Tout franchement votre commentaire, «amour», concernant le plus grand des sentiments, la plus grande des vertus ?

Tout franchement votre commentaire, «amour», concernant le plus grand des sentiments, la plus grande des vertus ?

Qu’on ne s’y trompe jamais, la langue francaise a herite la d’un commentaire multiple, votre mot-tiroir, 1 mot-valise, plein de sous-entendus ainsi que nuances, ou chaque epoque a inscrit ses interrogations et ses certitudes. Dans https://datingmentor.org/fr/rencontres-monoparentales/ l’Antiquite, il fallait une triade – eros, philia et agape –, pour deployer toutes les couleurs de l’amour.

«L’eros reste l’amour concu comme ardent desir d’etre uni a quelqu’un», souligne Monique Canto-Sperber, philosophe et directrice du Dictionnaire d’ethique et de philosophie morale (PUF).

J’ai philia, elle, designe «une relation empreinte de reciprocite et d’estime mutuelle». Ce terme, souvent traduit via «amitie», a une portee plus large, et consiste en une affection qui se caracterise par la volonte d’entretenir avec autrui des rapports ou se manifeste une certaine excellence morale.

«Enfin, l’agape reste l’amour consacre a autrui, mais autrui considere dans sa qualite fondamentale d’etre un humain et un futur. C’est votre sentiment sans attente de reciprocite et d’une certaine facon independant de votre qu’est l’aime.»

DESIR ET JOIE

Comment les Grecs se rapportaient-ils a ces distinctions, quels usages en faisaient-ils ? «Une chose est sure, les Grecs et les Romains separaient plus serieusement que nous ne le faisons le plaisir du desir, repond Jean Veyne, historien de l’Antiquite.
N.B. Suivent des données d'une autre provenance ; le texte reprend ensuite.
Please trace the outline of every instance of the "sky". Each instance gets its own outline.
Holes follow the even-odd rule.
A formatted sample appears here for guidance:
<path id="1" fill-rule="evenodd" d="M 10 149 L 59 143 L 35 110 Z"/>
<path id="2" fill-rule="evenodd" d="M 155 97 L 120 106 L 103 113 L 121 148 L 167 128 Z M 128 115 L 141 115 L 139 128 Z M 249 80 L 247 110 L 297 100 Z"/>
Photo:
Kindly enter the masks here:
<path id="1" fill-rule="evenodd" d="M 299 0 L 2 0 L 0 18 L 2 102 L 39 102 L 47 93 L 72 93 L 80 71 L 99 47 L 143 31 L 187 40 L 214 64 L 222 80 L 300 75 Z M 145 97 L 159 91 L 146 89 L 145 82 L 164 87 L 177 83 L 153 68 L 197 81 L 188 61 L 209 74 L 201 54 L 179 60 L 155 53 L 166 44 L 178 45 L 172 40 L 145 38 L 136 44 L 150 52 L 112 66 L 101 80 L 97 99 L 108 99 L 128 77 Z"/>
Dans l’Antiquite, le joie reste omnisexe – ce qui explique la frequence de l’homosexualite – alors que le desir, lui, choisit votre sexe.»

L’amitie, de son cote, pouvait y etre ardente. «Les Romains etant capables d’en faire une veritable passion, alors que cette forme d’amitie reste aujourd’hui peu populaire et toujours suspecte d’homosexualite», poursuit l’historien.

L’AMOUR CHRETIEN

Notre terme agape connait une gloire plus tardive. On sait que son usage etait connu en litterature paienne, on le trouve au sein d’ l’?uvre du philosophe juif hellenise Philon d’Alexandrie (premier siecle avant l’ere chretienne), mais le concept connut une promotion soudaine quand les auteurs du Nouveau Testament l’adopterent Afin de designer l’amour chretien.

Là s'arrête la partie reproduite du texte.